Center for Health Decision Science, Department of Health Policy and Management, Harvard School of Public Health, Boston, Massachusetts, United States of America.
PLoS One. 2012;7(6):e39555. doi: 10.1371/journal.pone.0039555. Epub 2012 Jun 22.
As part of efforts to reduce maternal deaths in Nigeria, pregnant women are being encouraged to give birth in healthcare facilities. However, little is known about whether or not available healthcare facilities can cope with an increasing demand for obstetric care. We thus carried out this survey as a rapid and tactical assessment of facility quality. We visited 121 healthcare facilities, and used the opportunity to interview over 700 women seeking care at these facilities.
Most of the primary healthcare facilities we visited were unable to provide all basic Emergency Obstetric Care (bEmOC) services. In general, they lack clinical staff needed to dispense maternal and neonatal care services, ambulances and uninterrupted electricity supply whenever there were obstetric emergencies. Secondary healthcare facilities fared better, but, like their primary counterparts, lack neonatal care infrastructure. Among patients, most lived within 30 minutes of the visited facilities and still reported some difficulty getting there. Of those who had had two or more childbirths, the conditional probability of a delivery occurring in a healthcare facility was 0.91 if the previous delivery occurred in a healthcare facility, and 0.24 if it occurred at home. The crude risk of an adverse neonatal outcome did not significantly vary by delivery site or birth attendant, and the occurrence of such an outcome during an in-facility delivery may influence the mother to have her next delivery outside. Such an outcome during a home delivery may not prompt a subsequent in-facility delivery.
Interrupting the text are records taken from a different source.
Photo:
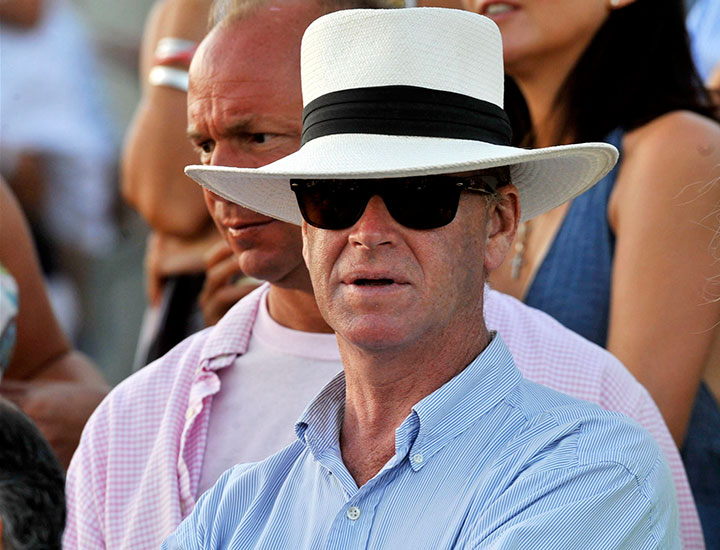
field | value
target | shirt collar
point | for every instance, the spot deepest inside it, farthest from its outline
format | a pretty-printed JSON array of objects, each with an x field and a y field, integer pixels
[
  {"x": 434, "y": 420},
  {"x": 231, "y": 335}
]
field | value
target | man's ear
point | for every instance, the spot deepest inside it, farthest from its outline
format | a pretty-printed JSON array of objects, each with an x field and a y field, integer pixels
[{"x": 503, "y": 217}]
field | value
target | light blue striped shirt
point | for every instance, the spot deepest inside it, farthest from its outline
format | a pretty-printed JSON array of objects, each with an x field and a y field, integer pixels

In conclusion, reducing maternal deaths in Nigeria will require attention to both increasing the number of facilities with high-quality EmOC capability and also assuring Nigerian women have access to these facilities regardless of where they live.
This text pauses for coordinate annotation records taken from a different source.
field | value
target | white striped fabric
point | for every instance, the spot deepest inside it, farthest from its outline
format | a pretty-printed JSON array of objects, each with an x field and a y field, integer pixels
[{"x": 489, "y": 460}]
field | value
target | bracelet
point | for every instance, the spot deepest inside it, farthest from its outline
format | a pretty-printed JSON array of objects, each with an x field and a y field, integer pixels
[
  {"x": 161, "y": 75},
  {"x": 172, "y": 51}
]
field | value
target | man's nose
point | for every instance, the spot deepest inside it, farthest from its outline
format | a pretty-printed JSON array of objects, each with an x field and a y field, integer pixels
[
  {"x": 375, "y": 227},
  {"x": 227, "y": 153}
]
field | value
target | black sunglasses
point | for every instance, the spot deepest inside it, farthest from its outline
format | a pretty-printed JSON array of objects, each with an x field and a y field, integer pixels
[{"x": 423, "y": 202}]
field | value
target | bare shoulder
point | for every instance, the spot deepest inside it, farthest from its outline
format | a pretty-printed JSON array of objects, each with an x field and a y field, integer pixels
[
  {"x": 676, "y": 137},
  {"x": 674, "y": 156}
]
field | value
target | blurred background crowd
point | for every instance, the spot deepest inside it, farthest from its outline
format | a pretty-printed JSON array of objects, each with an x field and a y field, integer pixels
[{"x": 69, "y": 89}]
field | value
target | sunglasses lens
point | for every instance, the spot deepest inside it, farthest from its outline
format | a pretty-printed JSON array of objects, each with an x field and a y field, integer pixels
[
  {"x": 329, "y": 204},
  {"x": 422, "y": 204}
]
作为减少尼日利亚产妇死亡努力的一部分,鼓励孕妇在医疗机构分娩。然而,目前尚不清楚现有的医疗机构是否能够应对产科护理需求的增加。因此,我们进行了这项调查,作为对设施质量的快速和战术评估。我们访问了 121 家医疗机构,并借此机会采访了在这些设施寻求护理的 700 多名妇女。
我们访问的大多数初级保健设施都无法提供所有基本的紧急产科护理(bEmOC)服务。一般来说,他们缺乏提供母婴护理服务、救护车和在产科紧急情况下不间断供电所需的临床人员。二级保健设施的情况稍好一些,但与初级保健设施一样,它们缺乏新生儿护理基础设施。在患者中,大多数人居住在离就诊设施 30 分钟以内的地方,但仍报告说前往那里有些困难。在那些有两次或两次以上分娩经历的人中,如果前一次分娩是在医疗机构进行的,则在医疗机构分娩的可能性为 0.91,如果是在家中分娩的,则可能性为 0.24。新生儿不良结局的风险率并不因分娩地点或分娩人员而异,而在医疗机构分娩时发生这种结局可能会影响母亲到外面去分娩。在家庭分娩时发生这种结局可能不会促使随后在医疗机构分娩。
总之,要想在尼日利亚降低产妇死亡率,不仅需要关注增加具备高质量产科急救能力的医疗机构数量,还需要确保尼日利亚妇女无论居住在哪里都能获得这些设施。